Con Storie di Calce raccontiamo le esperienze di clienti, appassionati e di tutti coloro che lavorano con la calce. Spunti, aneddoti e, perché no, qualche esempio delle realizzazioni che si possono fare con i nostri materiali.

Questa è una storia di calce atipica: abbiamo intervistato Maria Sole Fabrizi, architetta e fotografa che ci ha raccontato il suo progetto di ricerca dal nome La pelle delle città. Non abbiamo parlato di calce, ma di città, di materiali che costituiscono gli edifici dei nostri centri urbani e di come i rivestimenti siano paragonabili alla pelle umana. Un parallelismo che ci ha subito ricordato l’articolo di Benrhard Furrer pubblicato nel 2011 all’interno del volume Riuso del patrimonio architettonico e cha abbiamo riassunto qui.

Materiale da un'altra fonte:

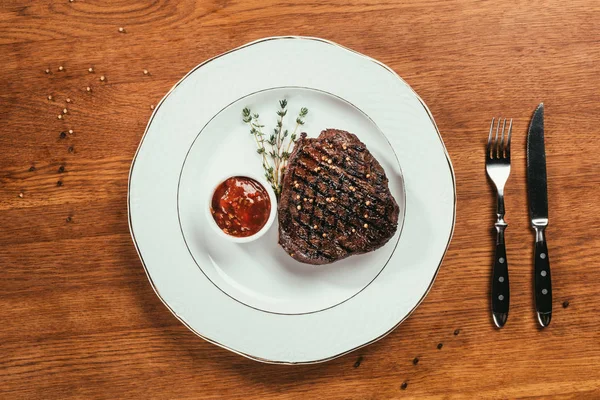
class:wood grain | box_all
[0,0,600,399]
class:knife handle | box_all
[492,221,510,328]
[534,227,552,327]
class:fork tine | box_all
[485,118,496,158]
[492,118,500,158]
[506,118,512,157]
[498,118,506,158]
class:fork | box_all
[485,118,512,328]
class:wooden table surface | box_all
[0,0,600,399]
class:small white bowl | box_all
[206,172,277,243]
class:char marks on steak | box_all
[278,129,399,264]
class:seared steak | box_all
[278,129,399,264]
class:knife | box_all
[527,103,552,327]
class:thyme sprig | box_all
[242,99,308,197]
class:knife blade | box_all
[527,103,552,327]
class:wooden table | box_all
[0,0,600,399]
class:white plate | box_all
[129,37,456,363]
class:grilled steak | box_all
[278,129,399,264]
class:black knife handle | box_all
[534,227,552,327]
[492,223,510,328]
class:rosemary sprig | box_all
[242,99,308,197]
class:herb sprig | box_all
[242,99,308,197]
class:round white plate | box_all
[129,37,456,363]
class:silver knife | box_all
[527,103,552,327]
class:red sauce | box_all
[211,176,271,237]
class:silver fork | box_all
[485,118,512,328]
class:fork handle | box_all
[492,220,510,328]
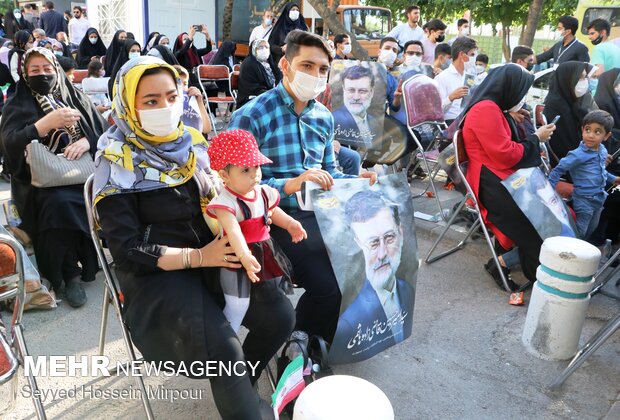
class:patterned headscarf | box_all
[93,56,219,232]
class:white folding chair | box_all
[402,74,447,213]
[84,175,154,420]
[0,233,47,419]
[424,130,512,292]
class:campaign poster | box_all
[311,172,418,364]
[329,60,387,148]
[502,167,578,241]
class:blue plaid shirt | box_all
[228,83,356,211]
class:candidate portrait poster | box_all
[329,60,387,148]
[502,168,578,241]
[311,172,418,364]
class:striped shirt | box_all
[228,83,356,211]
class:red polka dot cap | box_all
[207,130,272,171]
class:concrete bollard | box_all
[293,375,394,420]
[522,236,601,360]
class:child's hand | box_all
[286,220,308,243]
[240,253,260,283]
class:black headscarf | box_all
[103,29,127,76]
[0,51,107,232]
[461,63,534,141]
[543,61,596,164]
[77,28,106,69]
[106,38,141,98]
[148,45,179,66]
[211,41,237,71]
[237,39,282,107]
[269,3,308,46]
[594,67,620,130]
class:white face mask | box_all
[379,50,396,67]
[575,79,590,98]
[508,96,525,112]
[464,52,478,73]
[256,48,269,61]
[138,99,183,137]
[405,55,422,67]
[287,66,327,102]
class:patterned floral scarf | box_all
[93,56,219,234]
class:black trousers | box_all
[117,269,294,420]
[271,211,342,342]
[478,166,543,281]
[33,229,99,291]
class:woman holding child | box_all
[94,57,294,419]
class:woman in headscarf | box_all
[543,61,596,165]
[142,32,159,55]
[269,3,308,64]
[460,64,554,289]
[0,48,107,307]
[237,39,282,108]
[153,34,172,51]
[94,56,294,419]
[103,29,127,76]
[4,9,34,39]
[147,45,179,66]
[173,25,211,87]
[106,39,142,98]
[77,28,106,69]
[8,31,34,94]
[211,41,239,71]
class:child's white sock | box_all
[224,295,250,333]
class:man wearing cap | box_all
[229,30,376,341]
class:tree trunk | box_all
[502,23,510,63]
[222,0,235,41]
[519,0,544,47]
[308,0,370,61]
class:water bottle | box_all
[601,239,611,264]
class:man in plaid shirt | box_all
[229,30,377,341]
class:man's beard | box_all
[366,245,403,290]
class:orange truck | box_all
[217,0,392,57]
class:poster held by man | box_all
[329,60,387,148]
[311,173,418,364]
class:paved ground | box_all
[0,178,620,419]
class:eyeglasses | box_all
[344,88,370,96]
[364,230,398,252]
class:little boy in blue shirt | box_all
[549,110,620,239]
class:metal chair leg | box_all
[549,313,620,390]
[99,287,110,356]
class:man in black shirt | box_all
[41,1,67,38]
[534,16,590,65]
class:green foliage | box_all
[365,0,578,28]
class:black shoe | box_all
[484,258,519,292]
[65,278,86,308]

Cogliamo l’occasione di ringraziare Maria Sole per aver condiviso con noi la sua esperienza.

Buona lettura!

Ci parli di lei e del suo percorso professionale

Dopo diversi anni a Roma, dove ho studiato e lavorato come architetta, ho deciso di tornare a Cingoli, il mio paese natale conosciuto anche come il Balcone delle Marche. Il nome è dovuto alla sua vasta terrazza panoramica sulle mura castellane da cui la vista spazia su gran parte del territorio marchigiano con la cornice naturale del Mar Adriatico e del Monte Conero. Nonostante il trasferimento, ho continuato la mia ricerca fotografica sui tema della forma del paesaggio e dell’architettura. In questa mia ricerca rientra il progetto La pelle delle città.

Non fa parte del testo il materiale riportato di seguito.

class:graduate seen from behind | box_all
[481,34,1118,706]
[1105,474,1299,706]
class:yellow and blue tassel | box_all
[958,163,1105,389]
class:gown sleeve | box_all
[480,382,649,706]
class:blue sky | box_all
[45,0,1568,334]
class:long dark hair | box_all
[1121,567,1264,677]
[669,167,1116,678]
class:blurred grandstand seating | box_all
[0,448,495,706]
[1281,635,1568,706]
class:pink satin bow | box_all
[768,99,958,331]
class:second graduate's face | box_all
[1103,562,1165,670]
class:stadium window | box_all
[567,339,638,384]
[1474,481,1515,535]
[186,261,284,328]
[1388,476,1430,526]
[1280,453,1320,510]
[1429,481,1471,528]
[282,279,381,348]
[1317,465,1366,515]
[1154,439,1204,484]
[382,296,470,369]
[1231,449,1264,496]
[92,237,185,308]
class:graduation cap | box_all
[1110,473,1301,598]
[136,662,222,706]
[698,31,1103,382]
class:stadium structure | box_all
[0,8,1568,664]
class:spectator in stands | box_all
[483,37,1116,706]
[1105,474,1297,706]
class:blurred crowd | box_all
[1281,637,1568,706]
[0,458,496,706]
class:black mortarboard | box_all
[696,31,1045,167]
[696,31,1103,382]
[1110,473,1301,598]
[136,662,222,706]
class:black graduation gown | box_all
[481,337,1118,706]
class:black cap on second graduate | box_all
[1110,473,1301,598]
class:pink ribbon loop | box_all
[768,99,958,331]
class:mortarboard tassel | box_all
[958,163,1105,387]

La pelle delle città: ci racconti tutto del  progetto

La pelle delle città è un progetto fotografico che vuole mettere in evidenza il ruolo determinante dell’involucro esterno che compone la «pelle» del tessuto urbano. Lo sguardo si concentra su una piccola parte della costruzione per mettere in secondo piano la veste decorativa e la conseguente delimitazione tra interno ed esterno, favorendo il racconto trasmesso dal rivestimento. Allo stesso modo dello strato che ricopre il nostro corpo, l’architettura mostra la sua storia, l’età, i segni fatti dal tempo e le imperfezioni dei materiali che rendono unico il luogo e la costruzione.

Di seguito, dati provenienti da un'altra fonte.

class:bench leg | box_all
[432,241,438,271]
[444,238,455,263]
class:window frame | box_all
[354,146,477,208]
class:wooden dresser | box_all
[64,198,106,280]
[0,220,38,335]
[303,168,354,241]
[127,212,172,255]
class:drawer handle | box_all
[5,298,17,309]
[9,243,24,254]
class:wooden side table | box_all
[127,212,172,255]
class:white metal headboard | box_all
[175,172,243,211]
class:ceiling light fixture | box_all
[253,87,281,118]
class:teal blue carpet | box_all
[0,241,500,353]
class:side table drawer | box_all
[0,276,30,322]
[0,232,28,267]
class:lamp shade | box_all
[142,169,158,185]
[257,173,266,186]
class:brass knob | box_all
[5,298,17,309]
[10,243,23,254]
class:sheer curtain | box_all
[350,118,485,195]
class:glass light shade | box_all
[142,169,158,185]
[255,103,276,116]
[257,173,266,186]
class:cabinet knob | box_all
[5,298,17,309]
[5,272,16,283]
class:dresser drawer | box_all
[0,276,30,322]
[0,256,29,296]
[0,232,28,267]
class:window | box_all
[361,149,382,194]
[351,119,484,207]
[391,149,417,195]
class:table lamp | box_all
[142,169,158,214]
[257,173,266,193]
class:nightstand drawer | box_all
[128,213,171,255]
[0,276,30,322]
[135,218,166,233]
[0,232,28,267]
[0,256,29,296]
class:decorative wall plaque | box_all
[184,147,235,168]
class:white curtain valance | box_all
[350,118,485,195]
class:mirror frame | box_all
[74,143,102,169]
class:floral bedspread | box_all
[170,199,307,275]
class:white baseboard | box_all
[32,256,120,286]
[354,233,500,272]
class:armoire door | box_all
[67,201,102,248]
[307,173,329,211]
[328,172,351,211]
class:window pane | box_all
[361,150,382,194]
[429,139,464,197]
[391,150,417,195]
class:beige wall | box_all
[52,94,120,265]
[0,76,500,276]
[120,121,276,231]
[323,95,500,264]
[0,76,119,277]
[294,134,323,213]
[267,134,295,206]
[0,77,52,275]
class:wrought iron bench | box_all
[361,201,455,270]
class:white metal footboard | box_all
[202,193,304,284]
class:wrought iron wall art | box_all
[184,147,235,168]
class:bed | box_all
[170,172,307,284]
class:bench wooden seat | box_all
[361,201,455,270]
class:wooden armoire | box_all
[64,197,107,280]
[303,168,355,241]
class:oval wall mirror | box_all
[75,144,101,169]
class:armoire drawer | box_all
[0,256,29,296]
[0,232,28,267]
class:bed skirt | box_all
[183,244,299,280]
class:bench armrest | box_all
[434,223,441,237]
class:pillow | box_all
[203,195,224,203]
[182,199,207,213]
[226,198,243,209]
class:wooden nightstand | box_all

Qual è l’obiettivo di questa ricerca?

Lo scopo della ricerca è seguire gli infiniti mutamenti del tempo che rendono la scoperta dinamica e in continua evoluzione. Il progetto vuole favorire il concetto di città come organismo vivente, un corpo formato da architetture, da stratigrafie e dagli stimoli provenienti dall’essere umano e dal paesaggio circostante. Cito testualmente l’architetto Benrhard Furrer, da voi condiviso, per le analogie riscontrate nel mio lavoro fotografico «Se le rughe del viso sono simbolo del tempo che passa e della vita vissuta, i segni del tempo su un edificio sono testimonianza di epoche, stili e conoscenze del passato.»

Quali materiali le capita di fotografare più spesso? E quali sono i più belli?

Non ci sono materiali specifici, mi lascio trasportare dal luogo in cui mi trovo, seguo la conformazione urbana e quando lo sguardo si ferma su un particolare architettonico analizzo il contesto, la forma e cerco un segno che indentifichi la stratigrafia, la storia del soggetto ritratto.

Un aneddoto che vuole raccontarci.

La pelle della città nasce in una giornata in cui sono arrivata, stranamente, in anticipo ad un incontro di lavoro. In attesa dell’orario ho iniziato a camminare tra le vie di un borgo marchigiano osservando come le facciate di costruzioni differenti riescano a creare un paesaggio continuo e, al tempo stesso, ben scandito da segni lasciati dal sisma, da stili appartenenti ad epoche diverse e dal tempo.